I walked through the huge building that had been hired by my company for the night, wondering where I was supposed to look as my friends and fellow colleagues grabbed a hold of me, pulled me in for hugs, shook my hand in congratulations and a whole bunch of other crazy stuff that was beginning to make my head hurt. It wasn't that I wasn't appreciative of all the attention, I knew it was going to happen once I finally accomplished the one thing I was there to do... but still, it was starting to get hard to breath.

You see, for the past two years I had worked for World Wrestling Entertainment as one of their Divas – and now, after taking part in my first ever Wrestlemania matchup, I had won the title to become the Women's Champion. It was a dream come true... well, all of it apart from the attention, of course. I loved my friends, and the people I worked with, but right now I was exhausted. It had been a long day, and all I wanted now was to curl up in my bed and sleep for a week.

"Excuse me, Miss Miller... I was just wondering if I could have a minute of your time?"

I groaned, feeling slightly bad with myself for not wanting to turn around, but I did it anyway – right into the huge frame of someone I knew _very _well. My eyes made their way up his body slowly, his black dress trousers, his dark blue shirt with a few buttons undone at the top, showing off his tanned chest beneath, until I finally reached his face. His eyes sparkled in amusement, and the smirk on his lips matched. I could feel my heart automatically beating twice as fast as it had done moments before just from his presence.

"Randy, hey," I tried to make my voice happy as I grinned up at him, but it came out more like a stupid, surprised gasp that left me breathless.

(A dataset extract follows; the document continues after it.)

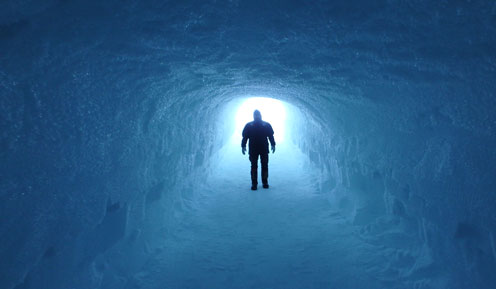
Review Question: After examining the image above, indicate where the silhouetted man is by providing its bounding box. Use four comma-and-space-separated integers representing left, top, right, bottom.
241, 110, 276, 190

"Hey back," He grinned, his hands reaching out and pulling me towards him so that he could hug me tightly. I know I had complained about hugs before, but this was definitely one that I didn't mind, "Congratulations, Kelsey. You did a great job out there tonight." His voice sounded slightly muffled as his cheek pressed against the side of my head.

"Thanks, so did you," My smile automatically grew at the thought of Randy's match against Cody Rhodes and Ted DiBiase. I loved those two guys like brothers, but it had been good to see Randy whoop their asses.

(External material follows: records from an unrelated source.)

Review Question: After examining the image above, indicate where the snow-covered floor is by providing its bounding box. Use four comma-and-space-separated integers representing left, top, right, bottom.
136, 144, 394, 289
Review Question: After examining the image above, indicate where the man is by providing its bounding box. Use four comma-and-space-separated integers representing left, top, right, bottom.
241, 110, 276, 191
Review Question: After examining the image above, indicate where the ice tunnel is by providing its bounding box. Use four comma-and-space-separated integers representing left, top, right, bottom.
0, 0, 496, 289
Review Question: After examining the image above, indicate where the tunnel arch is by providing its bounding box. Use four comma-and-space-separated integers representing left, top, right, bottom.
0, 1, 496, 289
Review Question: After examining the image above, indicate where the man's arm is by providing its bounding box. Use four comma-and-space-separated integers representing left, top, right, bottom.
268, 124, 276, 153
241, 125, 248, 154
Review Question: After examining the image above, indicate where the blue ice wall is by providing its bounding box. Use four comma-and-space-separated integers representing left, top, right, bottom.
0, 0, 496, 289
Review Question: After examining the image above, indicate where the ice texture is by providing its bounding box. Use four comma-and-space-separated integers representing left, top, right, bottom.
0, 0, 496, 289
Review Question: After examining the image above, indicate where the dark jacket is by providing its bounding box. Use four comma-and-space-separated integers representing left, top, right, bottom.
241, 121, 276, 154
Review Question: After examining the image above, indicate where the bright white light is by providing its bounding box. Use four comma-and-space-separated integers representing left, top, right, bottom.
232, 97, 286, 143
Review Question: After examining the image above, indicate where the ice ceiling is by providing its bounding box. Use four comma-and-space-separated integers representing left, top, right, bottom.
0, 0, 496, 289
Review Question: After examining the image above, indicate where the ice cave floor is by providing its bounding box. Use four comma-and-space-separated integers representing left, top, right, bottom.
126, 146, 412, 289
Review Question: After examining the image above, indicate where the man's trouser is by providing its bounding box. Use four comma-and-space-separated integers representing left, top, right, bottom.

It was strange that I thought that way, because a few months ago, I would rather have died than complimented Randal Keith Orton. It was pretty much safe to say that when we had first met, we'd despised each other. Or, I'd despised him; at least... he'd just wanted to seduce the new Diva into sleeping with him. That just wasn't my style, but no matter how many times I turned him down, how many times he pissed me off beyond measure, he still kept trying...

Until eventually he got what he wanted. It had been three months before this point that he'd managed to find me in a drunken state, and I'd just given in to him, hoping that once it was said and done he'd give up – but it wasn't that easy. When it was over, we both realised that after all the crap we'd put each other through since we'd known each other, something had happened. I knew I couldn't speak for him, but I guess from the way he began to act around me, the way he suddenly became the perfect guy, that he felt the same.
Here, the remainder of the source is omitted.